Hopewell Furnace is located in southeastern Berks County, near Elverson, PA.
The ironmaster’s mansion is marked. The visitor center is to the north, and the cast house, furnace stack and office store are to the south.
Hopewell Furnace National Historic Site
2 Mark Bird Lane
Elverson, PA 19520
610-582-8773
At the beginning of the 19th century, cast iron products were created using blast furnaces that were not much different from those used in China over 2,000 years ago, or in 12th century Medieval Europe.
Hopewell Furnace was built in 1771, a time when such manufacturing activity was prohibited by the Iron Act of 1750. The British intended their colonies to be sources of raw materials and markets for finished goods; not competition for their own manufacturers. Despite this ban, one-seventh of the world’s iron goods were being produced in American furnaces, forges and mills by the onset of the Revolutionary War.
The presence of abundant natural resources was a decisive factor in favor of the colonies. The process required iron ore, wood and limestone. Wood was used to create charcoal – keeping the furnace hot for one day consumed an acre of woodland. Calcium-rich limestone was used as flux; in the hot furnace calcium drew impurities from the ore, and purified molten iron sunk to the bottom.
Around the commercially successful furnace developed an “iron plantation”, which was a self-sufficient community of craftsmen, laborers and their families.
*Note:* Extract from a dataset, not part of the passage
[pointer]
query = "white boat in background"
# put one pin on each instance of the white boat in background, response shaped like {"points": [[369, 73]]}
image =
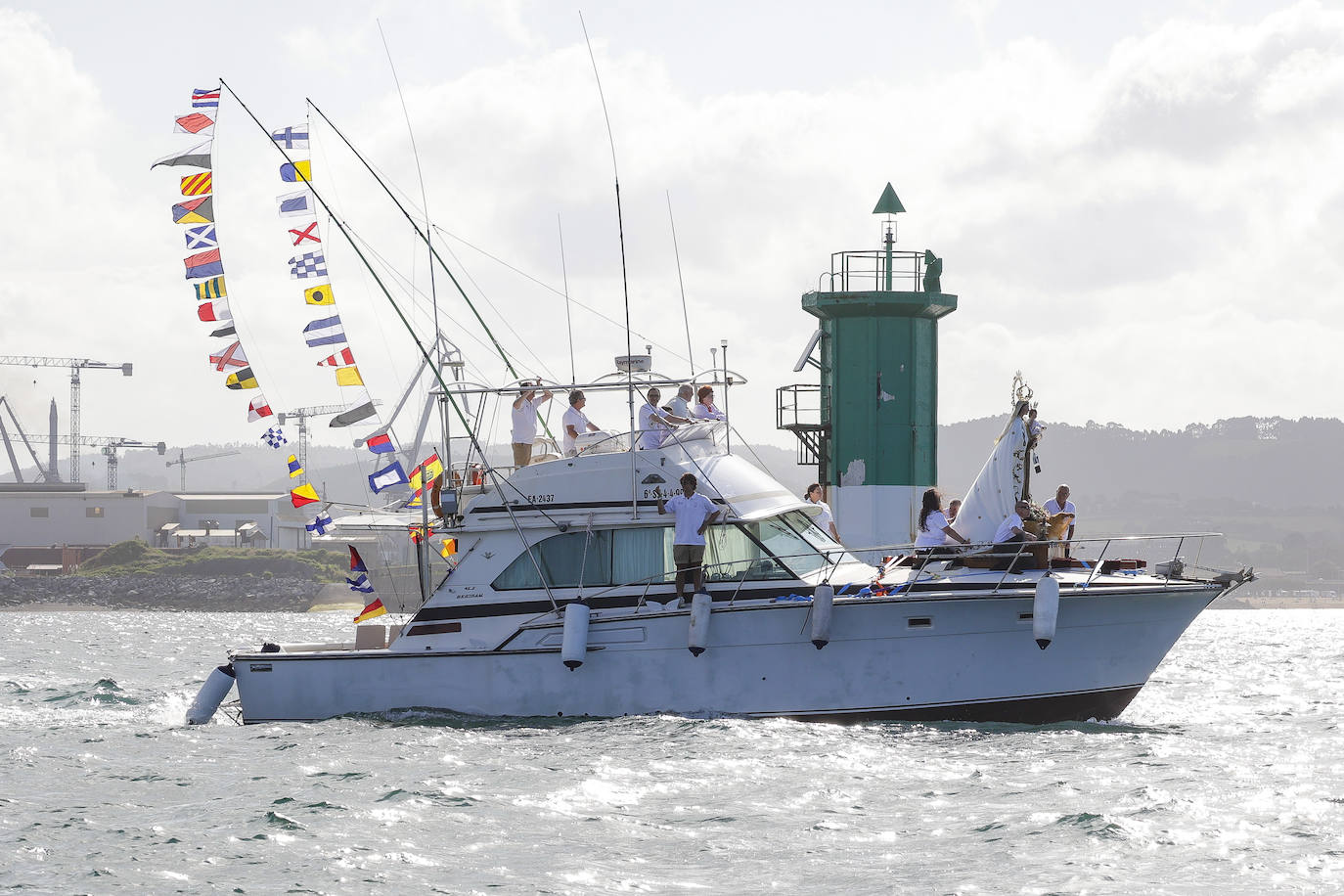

At the head of the community was the ironmaster, who was often the property owner. An ironmaster needed to be a financier, technician, bill collector, market analyst, personnel director, purchasing agent, and host to prospective buyers. The second in command was the clerk, who kept books, ordered supplies, served as paymaster, and managed the office store.
Hopewell Furnaces’ peak years were 1816-1831, when the plantation was under the imaginative leadership of Clement Brooke. Later on, anthracite coal replaced charcoal as the fuel of choice in iron production. Anthracite is a much denser substance than charcoal, therefore it contains much more carbon per unit volume. Hopewell Furnace attempted to switch from charcoal to anthracite, but the coal region was in Northeastern Pennsylvania, and transportation expenses put Hopewell Furnace at a competitive disadvantage. The introduction of the Bessemer steel production process brought on the development of the American steel industry in the second half of the 1800s, further contributing to the decline of wrought iron facilities such as Hopewell Furnace, which finally went out of business in 1883.
The ironmaster received orders from various manufacturers. In the case of this stove plate example, each stove manufacturer supplied his own, unique wooden pattern with which moulds were created.
Colliers lived as nomads, often dwelling in primitive, cone-shaped huts. The second photograph is of a photograph on exhibit at the Hopewell Furnace site.